Na avaliação dele, a criptografia de ponta a ponta faz com que esse 1,2 bilhão de pessoas se comunique sem medo em todo o mundo, razão pela qual o aplicativo teria investido no melhor sistema disponível na atualidade. Brian Acton declarou que as chaves que integram o sistema não podem ser interceptadas e apresentou um diagrama para demonstrar como funciona a criptografia de ponta a ponta em uma conversa. “As chaves relativas a uma conversa são restritas aos interlocutores dessa conversa. Ninguém tem acesso, nem o WhatsApp”, reforçou.

O engenheiro ainda explicou qual seria a única maneira possível de desativar a criptografia do app. “Não há como tirar [a criptografia] para um usuário específico, a não ser que se inutilize o WhatsApp para ele. Ou é seguro para todo mundo ou não é seguro para ninguém”, atestou, dizendo que teria que desativar a criptografia para todos, o que tornaria o WhatsApp vulnerável para que um hacker pudesse ter acesso a bilhões de conversas caso isso ocorresse.
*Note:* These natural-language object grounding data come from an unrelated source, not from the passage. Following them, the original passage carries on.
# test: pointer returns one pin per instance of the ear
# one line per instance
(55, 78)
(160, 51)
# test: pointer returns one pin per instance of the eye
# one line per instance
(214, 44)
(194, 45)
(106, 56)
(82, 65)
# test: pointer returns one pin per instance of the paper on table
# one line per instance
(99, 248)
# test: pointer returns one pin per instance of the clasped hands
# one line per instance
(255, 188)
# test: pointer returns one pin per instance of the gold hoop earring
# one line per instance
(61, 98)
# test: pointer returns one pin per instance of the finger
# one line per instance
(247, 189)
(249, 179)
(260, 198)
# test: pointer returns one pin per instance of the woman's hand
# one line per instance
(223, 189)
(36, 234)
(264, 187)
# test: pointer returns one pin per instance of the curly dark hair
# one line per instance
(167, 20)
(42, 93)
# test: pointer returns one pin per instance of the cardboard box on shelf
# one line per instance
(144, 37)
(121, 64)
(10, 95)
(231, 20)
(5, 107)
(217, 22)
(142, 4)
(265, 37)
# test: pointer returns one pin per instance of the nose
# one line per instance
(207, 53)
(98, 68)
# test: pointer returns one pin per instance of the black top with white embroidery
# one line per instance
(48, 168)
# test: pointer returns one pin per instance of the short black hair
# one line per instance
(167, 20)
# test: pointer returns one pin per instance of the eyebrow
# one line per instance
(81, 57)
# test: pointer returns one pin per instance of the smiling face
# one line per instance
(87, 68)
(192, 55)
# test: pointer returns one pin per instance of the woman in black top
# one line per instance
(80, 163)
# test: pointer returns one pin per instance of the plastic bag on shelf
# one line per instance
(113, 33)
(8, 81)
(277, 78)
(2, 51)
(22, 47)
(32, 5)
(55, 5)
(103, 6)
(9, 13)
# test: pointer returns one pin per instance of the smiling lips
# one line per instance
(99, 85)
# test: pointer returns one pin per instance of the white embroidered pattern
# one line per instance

Segundo Brian, já existe uma cooperação da empresa com a polícia em todos os países. “As informações a que o aplicativo tem acesso já são compartilhadas com as autoridades – a lista inclui número telefone, nome de usuário, a data e o horário da última vez em que a pessoa esteve online no app, a primeira vez em que utilizou o serviço, o sistema operacional usado, grupos dos quais participa, entre outras”.

Criptografia protege autoridades

Bruno Magrani, diretor de Relações Governamentais e Políticas Públicas do Facebook Brasil, também defendeu a importância da criptografia na troca de mensagens. “A criptografia é benéfica e complementar ao trabalho das autoridades, pois permite uma conversa segura entre elas. É uma ferramenta usada por diversos governos em situações de segurança nacional”, reiterou. Para ele, a criptografia faz parte do dia a dia das pessoas quando utilizam o e-mail, fazem compras online e realizam saques em caixas eletrônicos, por exemplo. Ele ainda destacou que a ferramenta também é importante para a economia, pois muitas atividades dependem dela e é um forte diferencial competitivo.

A criptografia é essencial para a defesa da privacidade e da liberdade de expressão e comunicação, porque dá eficácia a esses direitos constitucionais ao permitir a comunicação livre, aberta, sem que terceiros tenham acesso”, assegurou Bruno. O representante do Facebook Brasil afirmou ainda que a cooperação da empresa em investigações policiais, às vezes, é invisível, mas que o Facebook mantém um órgão especialmente voltado para a colaboração com autoridades em todo mundo.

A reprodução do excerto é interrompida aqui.